Мир тайны воображения… Его мысли, как и его чувства, рождают отзвук в нашем реальном мире. Его герои, «лишенные обязательного местного колорита, кажутся нездешними, а они вокруг нас». Они живут в воображаемом мире, но в них мы прозреваем себя – в лучших своих побуждениях; иногда различаем упрек себе; почти всегда – дружеский жест, поддержку, обновленье смысла старинных понятий – вера, надежда, любовь; убежденность в том, что светлое в человеке обязательно возьмет вверх.
Любя жизнь, Грин мечтал видеть ее совершенной.
Н. ТарасенкоКлюч к художественному феномену Грина следует, вероятно, искать не только в том, что перед нами мир условно-романтический и мир психологический, но и в том, что это еще мир поэтический.
Непреходящая причина популярности писателя – в его оптимистической проповеди благородства, честности, активной доброты. Любимые его герои объединены той высокой этикой человеческих отношений, которая должна стать повсеместной в будущем. Грин как бы убеждает читателя: человек – прекрасен; самопожертвование, подвиг – органическая норма его поведения. Мир устроен жестоко и несправедливо, и лучшие намерения часто гибнут в нем невоплощенными, но это не должно ввергать человека в пессимизм. Ни одно светлое движение души не пропадает бесследно, ибо рождает отклик в том, к кому обращено.
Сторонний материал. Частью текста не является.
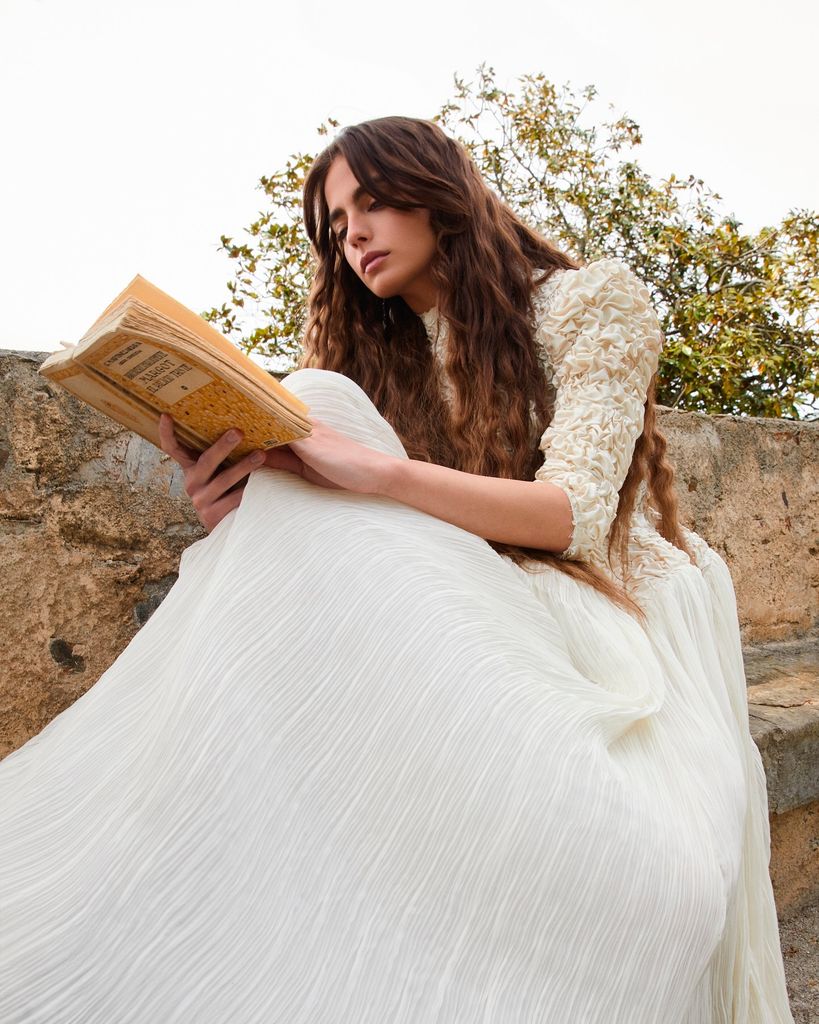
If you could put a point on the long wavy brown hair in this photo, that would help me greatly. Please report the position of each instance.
(485, 271)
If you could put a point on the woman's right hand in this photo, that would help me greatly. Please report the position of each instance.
(210, 494)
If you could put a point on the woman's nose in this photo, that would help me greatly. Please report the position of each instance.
(357, 229)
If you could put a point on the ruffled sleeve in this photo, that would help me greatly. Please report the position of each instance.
(602, 339)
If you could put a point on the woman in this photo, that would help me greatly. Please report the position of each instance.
(362, 765)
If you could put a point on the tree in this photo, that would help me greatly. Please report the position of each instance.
(738, 309)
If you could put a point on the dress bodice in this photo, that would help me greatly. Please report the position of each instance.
(600, 342)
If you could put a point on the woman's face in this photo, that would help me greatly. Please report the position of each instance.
(402, 240)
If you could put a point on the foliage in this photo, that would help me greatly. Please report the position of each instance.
(738, 309)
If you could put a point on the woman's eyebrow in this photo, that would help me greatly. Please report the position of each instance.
(338, 212)
(359, 192)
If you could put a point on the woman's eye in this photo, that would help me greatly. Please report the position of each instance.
(342, 235)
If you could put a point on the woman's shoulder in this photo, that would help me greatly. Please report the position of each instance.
(602, 296)
(600, 282)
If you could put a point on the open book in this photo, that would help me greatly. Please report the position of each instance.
(146, 354)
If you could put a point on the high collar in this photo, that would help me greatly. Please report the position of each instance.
(435, 326)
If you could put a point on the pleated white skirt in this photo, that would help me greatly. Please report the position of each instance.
(357, 767)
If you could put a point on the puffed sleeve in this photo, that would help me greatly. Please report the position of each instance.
(602, 338)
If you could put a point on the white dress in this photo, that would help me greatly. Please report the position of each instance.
(358, 768)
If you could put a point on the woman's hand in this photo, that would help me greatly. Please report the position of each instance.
(331, 459)
(210, 494)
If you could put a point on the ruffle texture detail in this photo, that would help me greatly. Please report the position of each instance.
(603, 340)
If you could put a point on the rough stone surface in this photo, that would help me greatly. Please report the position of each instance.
(750, 488)
(794, 857)
(93, 521)
(800, 938)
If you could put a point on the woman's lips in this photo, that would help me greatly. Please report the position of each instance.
(375, 263)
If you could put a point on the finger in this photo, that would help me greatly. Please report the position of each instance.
(216, 487)
(170, 445)
(283, 458)
(219, 510)
(212, 458)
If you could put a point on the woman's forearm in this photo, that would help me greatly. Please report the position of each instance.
(529, 513)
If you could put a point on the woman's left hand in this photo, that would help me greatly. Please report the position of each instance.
(333, 460)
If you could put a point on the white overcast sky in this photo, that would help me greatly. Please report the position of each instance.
(134, 134)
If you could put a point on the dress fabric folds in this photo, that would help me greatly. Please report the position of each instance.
(358, 767)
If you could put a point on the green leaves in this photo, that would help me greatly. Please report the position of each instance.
(739, 310)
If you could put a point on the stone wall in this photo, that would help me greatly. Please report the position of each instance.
(93, 521)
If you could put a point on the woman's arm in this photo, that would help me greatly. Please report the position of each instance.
(530, 513)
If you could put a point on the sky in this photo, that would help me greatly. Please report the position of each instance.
(135, 134)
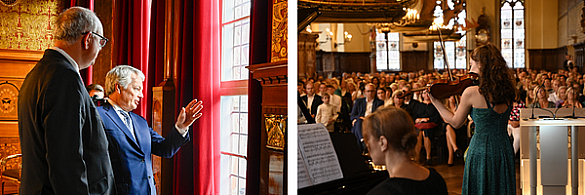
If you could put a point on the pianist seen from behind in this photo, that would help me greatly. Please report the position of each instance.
(390, 137)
Сила и торжество идеала связаны в прозе Грина не с идеализацией героя и уж тем более не с идеализацией действительности (здесь хотелось бы даже употребить странный термин – критический романтизм), а с общей художественной идеей и позицией автора. Грин-романтик любуется теми, кто воплощает его мечту о нравственном совершенстве, но Грин-реалист хорошо знает психологические «бездны» человека, его падения, его неуправляемость, необъяснимость его поступков, тяжкое сочетание добра и зла в его душе.
Как всякий большой художник, Грин способен отважно заглянуть и в самого себя, в глубины собственной психики, – в его произведениях гораздо больше биографии и самонаблюдений, чем может показаться, если рассматривать их только как поэтическую мифологию. Вместе с тем эту документальность не следует преувеличивать.
Грин осознал главное направление своих художественных интересов очень рано и уже в 1910 году так говорил о себе: «произведения мои, художественные по существу, содержат общие психологические концепции и символы».
Художественный мир Грина, органично соединивший в себе реализм и романтизм, повседневность и фантастику, психологизм и дидактику, поэзию и прозу – неповторим.
Несмотря на разветвленную систему художественных условностей, пронизывающих и в чем-то даже определяющих структуру гриновского романтического мира, психологический анализ в его прозе достоверен и объемен. В пределах собственных художественных законов, задач и решений писатель показывает человека со всей силой физической ощутимости его бытия, с той убедительностью его полуфантастической реальности», с какой сам видит и ощущает его в жизни.
Именно эта сила и убедительность – вкупе с неизменным «нравственным законом», верой в добро – делают Грина художником «на все времена».
В. КовскийТо, что вы называете «необыкновенным», – говорил Грин, – часто представляет собою не что иное, как самую подлинную действительность. И наоборот, действительность то и дело оборачивается настоящей фантастикой. Что может быть «таинственнее», то есть непонятнее, того, что ежеминутно происходит перед нашими глазами. Миллиард загадок! И как только мы решим какую-нибудь из них, это сейчас же выталкивает сотню новых загадочных явлений. Людская масса, ради своего спокойствия, старается об этом не думать и только «чудаки» и поэты, для которых закон не писан, иногда открывают нам глаза на то, что скрывается внутри явлений.